The 109th annual Christmas Carol Service raised more than $13,000 for Y2Y Harvard Square, a youth homeless shelter founded and run by Harvard students.
The annual carol service in the sanctuary of the Memorial Church is the oldest carol service in the nation. Each year, donations are taken at the end of each of two services in benefit of a local non-profit. Collections following the services Dec. 9 and 11 totaled $13,295, a record according to church officials.
“The first night of carols was absolutely packed, the church was probably fuller than I’ve ever seen. The sanctuary was almost as full the second night, and we raised the same amount as the first night,” said Edward Elwyn Jones, the Gund University Organist and Choirmaster in the Memorial Church. “I think people know that Y2Y is a really worthwhile organization, but it was amazing what was raised, and I feel the choir was really behind it.”

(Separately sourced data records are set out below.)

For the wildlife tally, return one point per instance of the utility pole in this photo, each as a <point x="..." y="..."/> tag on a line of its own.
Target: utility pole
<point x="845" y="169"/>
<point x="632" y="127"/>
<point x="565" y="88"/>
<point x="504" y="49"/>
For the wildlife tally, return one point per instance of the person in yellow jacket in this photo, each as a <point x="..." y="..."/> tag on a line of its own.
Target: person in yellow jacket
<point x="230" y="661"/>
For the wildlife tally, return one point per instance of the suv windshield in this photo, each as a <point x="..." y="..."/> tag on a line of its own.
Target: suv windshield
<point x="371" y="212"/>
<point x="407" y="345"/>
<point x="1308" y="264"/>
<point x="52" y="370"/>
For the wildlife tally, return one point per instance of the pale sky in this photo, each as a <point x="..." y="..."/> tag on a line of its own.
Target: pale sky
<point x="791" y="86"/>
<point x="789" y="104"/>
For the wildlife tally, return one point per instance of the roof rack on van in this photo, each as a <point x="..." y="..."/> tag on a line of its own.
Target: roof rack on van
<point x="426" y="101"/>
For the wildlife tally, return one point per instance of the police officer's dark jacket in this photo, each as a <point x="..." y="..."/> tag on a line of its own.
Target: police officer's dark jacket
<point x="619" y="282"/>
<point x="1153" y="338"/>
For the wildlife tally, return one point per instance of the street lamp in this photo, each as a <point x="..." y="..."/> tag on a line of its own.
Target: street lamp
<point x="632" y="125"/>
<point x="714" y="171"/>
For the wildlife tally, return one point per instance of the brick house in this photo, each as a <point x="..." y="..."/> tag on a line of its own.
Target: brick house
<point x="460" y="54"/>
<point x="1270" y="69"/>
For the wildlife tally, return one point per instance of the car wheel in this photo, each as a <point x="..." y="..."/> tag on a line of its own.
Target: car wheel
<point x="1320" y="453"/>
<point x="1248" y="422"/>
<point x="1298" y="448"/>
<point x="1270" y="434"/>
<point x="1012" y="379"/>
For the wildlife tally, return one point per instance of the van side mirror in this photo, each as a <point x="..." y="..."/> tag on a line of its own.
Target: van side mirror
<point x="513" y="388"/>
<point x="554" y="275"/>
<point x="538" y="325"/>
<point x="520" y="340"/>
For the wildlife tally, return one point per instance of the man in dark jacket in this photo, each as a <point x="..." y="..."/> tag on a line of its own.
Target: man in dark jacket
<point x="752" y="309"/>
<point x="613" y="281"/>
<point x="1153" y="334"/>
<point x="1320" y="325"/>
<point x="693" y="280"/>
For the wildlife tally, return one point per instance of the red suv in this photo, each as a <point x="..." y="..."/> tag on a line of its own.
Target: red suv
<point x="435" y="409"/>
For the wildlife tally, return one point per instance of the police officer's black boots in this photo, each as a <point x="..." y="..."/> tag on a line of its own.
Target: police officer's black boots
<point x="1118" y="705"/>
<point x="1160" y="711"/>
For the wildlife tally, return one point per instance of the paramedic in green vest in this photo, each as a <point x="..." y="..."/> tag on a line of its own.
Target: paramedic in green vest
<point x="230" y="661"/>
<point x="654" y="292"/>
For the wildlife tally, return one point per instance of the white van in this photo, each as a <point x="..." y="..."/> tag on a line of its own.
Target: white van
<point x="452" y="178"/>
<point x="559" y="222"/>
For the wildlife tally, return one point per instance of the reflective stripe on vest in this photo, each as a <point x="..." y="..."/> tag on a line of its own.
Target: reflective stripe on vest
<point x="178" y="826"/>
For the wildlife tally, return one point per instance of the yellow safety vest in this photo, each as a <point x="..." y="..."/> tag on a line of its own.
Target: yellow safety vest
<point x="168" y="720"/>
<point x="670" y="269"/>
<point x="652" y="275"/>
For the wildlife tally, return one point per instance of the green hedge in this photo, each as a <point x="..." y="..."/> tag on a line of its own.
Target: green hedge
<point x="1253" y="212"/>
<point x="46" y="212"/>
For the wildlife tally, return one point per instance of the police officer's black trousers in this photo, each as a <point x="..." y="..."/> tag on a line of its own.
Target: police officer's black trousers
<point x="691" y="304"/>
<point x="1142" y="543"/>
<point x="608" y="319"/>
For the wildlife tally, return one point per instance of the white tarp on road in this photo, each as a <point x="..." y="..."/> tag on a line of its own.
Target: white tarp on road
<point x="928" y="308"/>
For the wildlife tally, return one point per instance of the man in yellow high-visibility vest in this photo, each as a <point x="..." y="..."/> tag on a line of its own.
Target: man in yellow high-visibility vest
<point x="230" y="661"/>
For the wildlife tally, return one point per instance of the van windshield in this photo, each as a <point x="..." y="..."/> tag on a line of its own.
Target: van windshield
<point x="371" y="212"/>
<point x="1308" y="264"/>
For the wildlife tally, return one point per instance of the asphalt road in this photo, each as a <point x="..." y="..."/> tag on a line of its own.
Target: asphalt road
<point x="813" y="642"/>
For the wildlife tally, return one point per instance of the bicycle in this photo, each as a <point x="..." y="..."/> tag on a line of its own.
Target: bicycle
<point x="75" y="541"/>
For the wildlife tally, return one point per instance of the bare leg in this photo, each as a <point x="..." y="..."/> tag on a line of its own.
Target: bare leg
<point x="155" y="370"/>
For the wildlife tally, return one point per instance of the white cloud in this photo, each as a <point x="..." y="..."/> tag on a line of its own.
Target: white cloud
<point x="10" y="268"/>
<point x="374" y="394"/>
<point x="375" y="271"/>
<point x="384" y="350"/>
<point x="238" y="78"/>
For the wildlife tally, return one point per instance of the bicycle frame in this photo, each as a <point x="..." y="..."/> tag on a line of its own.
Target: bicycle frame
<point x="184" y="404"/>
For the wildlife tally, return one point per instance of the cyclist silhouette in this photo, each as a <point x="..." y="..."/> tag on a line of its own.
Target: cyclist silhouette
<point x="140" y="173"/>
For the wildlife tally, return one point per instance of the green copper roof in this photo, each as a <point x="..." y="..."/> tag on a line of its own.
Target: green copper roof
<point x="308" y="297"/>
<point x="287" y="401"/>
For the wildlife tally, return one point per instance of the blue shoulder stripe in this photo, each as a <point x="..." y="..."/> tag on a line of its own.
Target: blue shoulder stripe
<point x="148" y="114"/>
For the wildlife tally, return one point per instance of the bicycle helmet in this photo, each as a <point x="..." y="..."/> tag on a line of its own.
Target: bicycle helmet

Y2Y Harvard Square is a homeless shelter catering to the unique problems of homeless young people, ages 18-24. The shelter, located on Church Street across the street from Harvard’s Johnston Gate, offers clients possible pathways out of homelessness through local service providers. The program is staffed by student volunteers.
Sam Greenberg, co-founder of Y2Y, said the money will be used to help keep the shelter and services in full operation during the challenging winter months.
“During the winter, we need to be ready to provide critical resources to our guests, who are facing dangerous conditions on top of the many other challenges faced when experiencing homelessness,” he said. “With the generous support of Memorial Church, we are able to continue serving 27 young people per night, providing meals and basic services while supporting young people in building a pathway out of homelessness and developing skills for leadership.”
Another annual holiday tradition at the Memorial Church is the toy drive. Each year children attending Sunday morning church school collect toys for the Phillips Brooks House Association’s holiday gift drive. With the help of the Harvard men’s basketball team and the Black Men’s Forum, more than 400 toys were collected in donation bins or purchased with money (more than $700) from a special holiday offering.
The Rev. Westley Conn, Ministry Fellow and church school coordinator for the Memorial Church, said the toy drive provides a valuable lesson for his students about the plight of local children in families struggling to make ends meet, not only during the holiday but also the entire year.
“During the toy drive, young people learned that some in our community can’t easily get ready for the celebration of Christmas or even give gifts to those they love,” he said. “The young people, however, know that God calls us to love and care for one another; and one of the students in the pre-K and kindergarten class, upon learning about the needs of our neighbors, contributed the money he earned through a recycling program to the toy drive.”